One of the nation's leading experts on African American culture will be the featured speaker as part of the Louis de la Parte Florida Mental Health Institute's Black Heritage Celebration.
Author and scholar, Dr. Andrew Billingsley, will speak at 2:00 p.m. on February 10, 2000 at the University of South Florida's College of Public Health Auditorium. The topic of his lecture will be "Hope and History: The Black Church and Social Reform." Following the lecture, Dr. Billingsley will be available to sign copies of his most recent book, Mighty Like a River: The Black Church and Social Reform.
Dr. Billingsley is a professor in the Department of Sociology, the Institute for Families in Society and the African American Studies Program all at the University of South Carolina. He is emeritus Professor of Family Studies at the University of Maryland and Visiting Scholar-in-Residence at Benedict College. He was also a Fulbright Fellow in the Department of Sociology at the University of Ghana in 1997-98.

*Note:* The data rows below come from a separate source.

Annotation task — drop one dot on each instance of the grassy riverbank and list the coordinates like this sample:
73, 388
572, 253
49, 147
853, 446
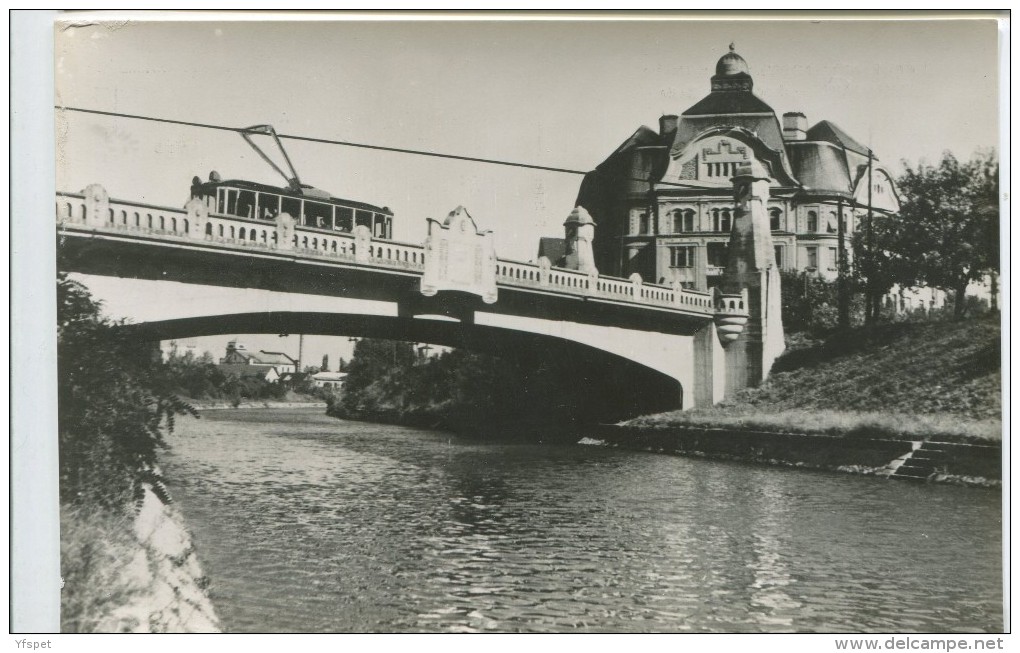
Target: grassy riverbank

In addition to his most recent book, Dr. Billingsley authored five other books and more than 250 professional papers. In Mighty Like a River, the author looks at the role the black church has played in addressing social, economic, and political issues within the black community and society. His previous books include Climbing Jacob's Ladder, Black Families in White America, and Children of the Storm.
Dr. Billingsley was educated at Hampton University in Virginia and Grinnell College in Iowa where he earned his Bachelor of Arts degree in Political Science. He later earned a Master of Social Work Degree at Boston University, a Master of Arts in Sociology at the University of Michigan, and a Ph.D. in Social Policy and Social Research at the Florence Heller School of Brandeis University.
The event, sponsored by the de la Parte Institute, the USF Collaborative for Children, Families and Communities, and the Institute on Black Life, is free and open to the public.